Tuesday, April 19, 2011

Selected Dialogues of Plato


Selected Dialogues of Plato by Plato

My rating: 5 of 5 stars

Hayden Pelliccia de-Victorianizes Benjamin Jowlett's translation of five writings - mis-titled Dialogues, as the Apology is almost entirely a monologue - selected for their literary representation of Aristocles. The first three dialogues are named for the interlocuter engaging Socrates.

'Dialogues' begins with an un-intimidating dialogue in Ion. This humorous and short writing has Socrates overwhelming a witless antagonist, who has such a broad definition of his art that he equates it with generalship.

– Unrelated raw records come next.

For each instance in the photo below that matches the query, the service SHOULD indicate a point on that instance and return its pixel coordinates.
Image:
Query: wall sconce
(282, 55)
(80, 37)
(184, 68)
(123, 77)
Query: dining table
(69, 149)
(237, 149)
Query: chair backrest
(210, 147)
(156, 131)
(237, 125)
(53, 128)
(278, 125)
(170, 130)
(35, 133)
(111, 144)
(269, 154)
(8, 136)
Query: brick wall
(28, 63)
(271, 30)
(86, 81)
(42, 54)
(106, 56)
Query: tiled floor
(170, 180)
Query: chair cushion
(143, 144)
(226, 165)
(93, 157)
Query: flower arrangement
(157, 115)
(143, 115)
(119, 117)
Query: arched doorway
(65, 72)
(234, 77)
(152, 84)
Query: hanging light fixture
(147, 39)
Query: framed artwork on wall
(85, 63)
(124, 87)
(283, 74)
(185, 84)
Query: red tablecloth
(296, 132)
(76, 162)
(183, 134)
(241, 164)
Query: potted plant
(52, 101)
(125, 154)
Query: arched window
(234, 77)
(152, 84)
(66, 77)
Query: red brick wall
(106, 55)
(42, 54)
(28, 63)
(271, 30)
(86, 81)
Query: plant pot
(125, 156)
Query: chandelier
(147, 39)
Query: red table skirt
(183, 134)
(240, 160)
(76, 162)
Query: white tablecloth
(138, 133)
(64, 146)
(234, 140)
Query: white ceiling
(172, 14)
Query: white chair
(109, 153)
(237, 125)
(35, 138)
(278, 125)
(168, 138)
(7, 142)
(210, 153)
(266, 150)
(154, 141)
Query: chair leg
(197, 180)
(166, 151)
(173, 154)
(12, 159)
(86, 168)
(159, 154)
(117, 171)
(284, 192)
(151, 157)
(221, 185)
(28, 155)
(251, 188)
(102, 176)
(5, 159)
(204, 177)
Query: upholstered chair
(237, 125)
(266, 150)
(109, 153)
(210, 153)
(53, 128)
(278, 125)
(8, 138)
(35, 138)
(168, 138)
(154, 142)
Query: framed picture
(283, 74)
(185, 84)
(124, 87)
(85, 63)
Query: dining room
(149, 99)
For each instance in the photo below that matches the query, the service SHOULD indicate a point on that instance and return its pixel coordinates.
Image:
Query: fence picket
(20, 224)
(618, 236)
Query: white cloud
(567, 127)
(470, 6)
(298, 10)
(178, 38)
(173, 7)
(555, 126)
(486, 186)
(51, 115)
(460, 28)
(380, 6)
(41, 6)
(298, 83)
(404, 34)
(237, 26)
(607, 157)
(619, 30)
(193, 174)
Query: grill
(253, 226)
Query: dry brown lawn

The second dialogue, Protagoras, pits Socrates against the greatest sophist. This epistemological dialogue deals with the nature of virtue and justice, and is notable for Socrates promotion of the idea that no man commits evil willfully:

"All who do evil and dishonorable things do them against their will."

Following this idea through, we arrive at the idea that virtue and knowledge are synonymous, one of the core principles expressed throughout the philosophy of Plato. Protagoras and Socrates end in precisely the opposite positions they began with; Protagoras in the position that all of virtue is one identical inherent entity; and Socrates with the position that virtue, as equated with knowledge, is therefore a teachable subject.

Phaedrus is of enormous impact to the Western spiritual tradition. Plato has Socrates demonstrating, a priori, the immortality of the soul:

"Beginning itself cannot be begotten of anything. For if Beginning came out of and thus after something, then it would not exist from the beginning."

Here, as usual, Plato had difficulty grasping the fact that words are abstract symbols conveying our ideas of the universe, and that as such they have no objective truth value. This error of arriving at empirical truths by means of reason alone more than pervades the philosophy of Plato, it is the core of his thought, and this religious approach was a major force in stunting the growth of western science for over a millenium.

As the immortal soul espoused by Plato was of enormous influence in St. Augustine's reconciliation of Neoplatonism with Christianity, it is interesting that the means prescribed by Plato for the elevation of the soul was pederasty. I resist a cheap joke at the expense of the clergy with some reluctance.

The crescendo of Plato's literary genius is reached in the Symposium, a work comprising seven monologues on the nature of Love (personified) and the lesser plebeian love, as well as the nature of beauty. Beauty is first apprehended by the eye, which leads us to the form of an eternal, unchanging, perfect beauty of which only the intellect is capable of grasping through (what else) philosophy.

This collection is a well-annotated and readable sampling of writings from the philosopher who influenced Western thought more than any other.